Im fünften Durchgang platzte der Knoten bei Linda Stahl: Der ständige Wind machte eine Pause und Linda Stahl schoss den Speer in den Nachthimmel von Barcelona. Erst nach 66,81 Metern kam er wieder runter. Persönliche Bestleistung und Gold bei ihren ersten Europameisterschaften. „Ich habe das noch gar nicht realisiert. Das war einfach Wahnsinn heute, ich habe einen getroffen, von dem ich wahrscheinlich noch nicht einmal geträumt habe", sagte die Leverkusenerin freudestrahlend.
Stahl trat mit ihrer überraschenden Goldmedaille die Nachfolge von Steffi Nerius an und bescherte ihrem Trainer Helge Zöllkau damit den zweiten EM-Erfolg in Serie. Die Weltmeisterin von Berlin gewann 2006 in Göteborg (Schweden) den Speerwurf-Titel, beendete aber im vergangenen Jahre ihre Karriere.
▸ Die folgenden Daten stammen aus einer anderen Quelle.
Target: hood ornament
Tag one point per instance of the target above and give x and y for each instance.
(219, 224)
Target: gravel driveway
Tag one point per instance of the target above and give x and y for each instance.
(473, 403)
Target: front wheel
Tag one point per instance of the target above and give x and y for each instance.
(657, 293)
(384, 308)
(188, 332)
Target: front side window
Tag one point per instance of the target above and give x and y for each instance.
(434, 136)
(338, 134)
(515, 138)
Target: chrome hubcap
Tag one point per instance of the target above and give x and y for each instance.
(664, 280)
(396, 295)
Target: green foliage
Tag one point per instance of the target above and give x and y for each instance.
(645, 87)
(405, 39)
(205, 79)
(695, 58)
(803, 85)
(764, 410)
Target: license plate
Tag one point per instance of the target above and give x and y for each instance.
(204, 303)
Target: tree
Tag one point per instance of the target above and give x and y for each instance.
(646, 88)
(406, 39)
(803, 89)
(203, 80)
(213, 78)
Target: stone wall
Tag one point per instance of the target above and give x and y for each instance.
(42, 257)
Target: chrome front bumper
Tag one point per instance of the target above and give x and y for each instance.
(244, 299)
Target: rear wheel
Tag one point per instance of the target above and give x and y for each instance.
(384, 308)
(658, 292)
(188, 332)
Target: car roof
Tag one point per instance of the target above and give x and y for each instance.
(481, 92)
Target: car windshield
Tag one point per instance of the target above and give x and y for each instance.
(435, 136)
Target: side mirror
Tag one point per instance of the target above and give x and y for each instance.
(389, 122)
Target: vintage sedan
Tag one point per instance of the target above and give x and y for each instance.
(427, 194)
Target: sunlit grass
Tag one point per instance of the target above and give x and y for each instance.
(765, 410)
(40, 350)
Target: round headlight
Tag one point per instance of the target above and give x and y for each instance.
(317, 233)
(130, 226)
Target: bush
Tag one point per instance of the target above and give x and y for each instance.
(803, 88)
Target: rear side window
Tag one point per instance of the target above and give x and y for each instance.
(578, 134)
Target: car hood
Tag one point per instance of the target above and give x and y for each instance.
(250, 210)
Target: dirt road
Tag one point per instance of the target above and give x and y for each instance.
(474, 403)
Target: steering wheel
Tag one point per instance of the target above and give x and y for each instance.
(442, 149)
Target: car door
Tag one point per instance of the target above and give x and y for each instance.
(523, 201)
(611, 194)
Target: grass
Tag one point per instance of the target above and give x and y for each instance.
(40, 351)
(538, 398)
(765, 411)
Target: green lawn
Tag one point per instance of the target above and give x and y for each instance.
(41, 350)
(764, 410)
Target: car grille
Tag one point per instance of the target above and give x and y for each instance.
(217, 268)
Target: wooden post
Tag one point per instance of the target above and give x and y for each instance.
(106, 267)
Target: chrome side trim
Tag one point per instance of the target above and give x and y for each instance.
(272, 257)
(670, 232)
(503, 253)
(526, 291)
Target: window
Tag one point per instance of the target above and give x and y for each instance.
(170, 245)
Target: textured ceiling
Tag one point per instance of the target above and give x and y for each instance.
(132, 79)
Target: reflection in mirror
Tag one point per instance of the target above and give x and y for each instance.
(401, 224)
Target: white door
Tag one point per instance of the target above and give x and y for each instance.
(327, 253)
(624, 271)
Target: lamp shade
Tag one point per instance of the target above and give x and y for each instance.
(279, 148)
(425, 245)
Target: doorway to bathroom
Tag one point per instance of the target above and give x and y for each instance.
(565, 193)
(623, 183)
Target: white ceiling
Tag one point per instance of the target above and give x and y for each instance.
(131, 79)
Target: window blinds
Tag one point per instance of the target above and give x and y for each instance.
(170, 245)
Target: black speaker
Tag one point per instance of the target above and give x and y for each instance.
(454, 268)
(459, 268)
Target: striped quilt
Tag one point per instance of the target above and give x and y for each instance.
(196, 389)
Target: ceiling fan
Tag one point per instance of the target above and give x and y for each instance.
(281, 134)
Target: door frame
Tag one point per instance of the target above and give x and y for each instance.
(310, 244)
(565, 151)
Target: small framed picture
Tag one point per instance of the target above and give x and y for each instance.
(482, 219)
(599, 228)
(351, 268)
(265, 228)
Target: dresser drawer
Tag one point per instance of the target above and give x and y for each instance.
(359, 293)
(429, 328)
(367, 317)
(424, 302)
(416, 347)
Auch die zweite Leverkusener Starterin, Katharina Molitor, kam nach dem Überraschungswurf ihrer Trainingskollegin, noch einmal richtig in Schwung und warf den 600-Gramm-Speer auf 63,81 Meter. Damit fing sie im letzten Moment noch die WM-Dritte Mariya Abakumova (Russland) ab und schob sich auf den vierten Platz vor. „Ich bin absolut zufrieden. Für den dritten Platz hätte ich heute Bestleistung werfen müssen. Ich meine, nichts ist unmöglich, aber das ist schon okay so“, sagte Molitor.
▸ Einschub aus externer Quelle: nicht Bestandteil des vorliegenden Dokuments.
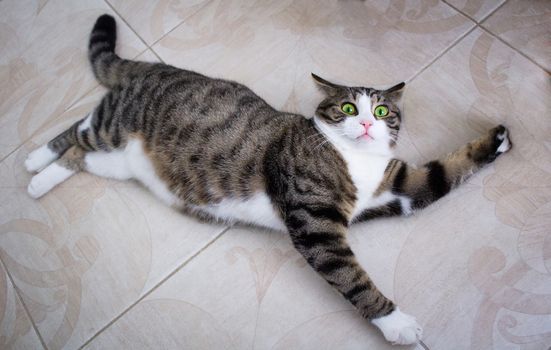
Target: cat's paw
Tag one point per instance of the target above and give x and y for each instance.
(503, 141)
(39, 159)
(47, 179)
(399, 328)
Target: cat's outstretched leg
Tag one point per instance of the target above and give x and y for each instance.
(46, 154)
(416, 188)
(322, 241)
(70, 163)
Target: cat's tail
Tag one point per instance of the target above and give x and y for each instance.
(106, 65)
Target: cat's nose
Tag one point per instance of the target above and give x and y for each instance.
(367, 124)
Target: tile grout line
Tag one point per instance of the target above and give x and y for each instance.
(480, 25)
(422, 343)
(446, 50)
(472, 18)
(514, 49)
(18, 295)
(179, 24)
(133, 31)
(155, 287)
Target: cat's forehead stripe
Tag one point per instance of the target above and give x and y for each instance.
(364, 103)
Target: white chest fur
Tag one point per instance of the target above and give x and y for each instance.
(367, 172)
(257, 210)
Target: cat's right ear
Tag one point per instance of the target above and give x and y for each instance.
(327, 86)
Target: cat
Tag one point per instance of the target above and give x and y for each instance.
(215, 149)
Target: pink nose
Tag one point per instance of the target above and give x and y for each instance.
(366, 125)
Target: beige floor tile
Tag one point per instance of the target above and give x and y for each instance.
(43, 65)
(476, 9)
(249, 290)
(153, 19)
(526, 25)
(16, 330)
(476, 268)
(272, 46)
(91, 247)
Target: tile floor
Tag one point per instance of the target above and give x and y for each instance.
(101, 264)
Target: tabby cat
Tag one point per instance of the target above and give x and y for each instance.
(215, 149)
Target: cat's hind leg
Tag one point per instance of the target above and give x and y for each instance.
(55, 173)
(112, 164)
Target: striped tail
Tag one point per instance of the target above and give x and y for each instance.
(101, 51)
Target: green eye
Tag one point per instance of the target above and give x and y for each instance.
(349, 108)
(381, 111)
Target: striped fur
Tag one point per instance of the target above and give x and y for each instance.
(207, 141)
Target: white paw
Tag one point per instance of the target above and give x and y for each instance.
(47, 179)
(399, 328)
(39, 158)
(505, 142)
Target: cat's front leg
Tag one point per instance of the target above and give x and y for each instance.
(416, 188)
(436, 178)
(318, 236)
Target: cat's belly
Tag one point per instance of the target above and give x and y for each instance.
(256, 210)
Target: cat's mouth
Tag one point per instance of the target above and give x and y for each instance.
(365, 136)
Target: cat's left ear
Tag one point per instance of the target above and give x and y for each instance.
(395, 92)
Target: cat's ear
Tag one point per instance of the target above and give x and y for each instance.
(395, 92)
(327, 86)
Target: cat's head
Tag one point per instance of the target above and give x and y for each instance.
(361, 118)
Stabhochspringerin Silke Spiegelburg musste am Ende pokern, um im Kampf um Gold dabei zu bleiben. Bis 4,65 Meter präsentierte sich die WM-Vierte von Beginn an fehlerlos. Bei 4,70 Meter ging es dann um die Medaillen. Feofanova meisterte die Höhe im zweiten Versuch und schob sich an die Spitze des Stabhochspringer-Feldes. Bei Spiegelburg klappte es zweimal nicht, so dass sie sich ihren letzten Versuch aufhob. Weitere fünf Zentimeter höher sprang die Russin Feofanova im ersten Anlauf und Spiegelburg musste nun kontern.
Doch die Überraschung blieb aus. Spiegelburg riss die Latte von den Auflegern und verließ sichtlich enttäuscht die Matte. „Ich bin schon froh, dass ich eine Medaille gewonnen habe, so ist es nicht. Aber es ärger mich ziemlich, dass ich meine Technik heute nicht so abrufen konnte“, sagte die Leverkusenerin.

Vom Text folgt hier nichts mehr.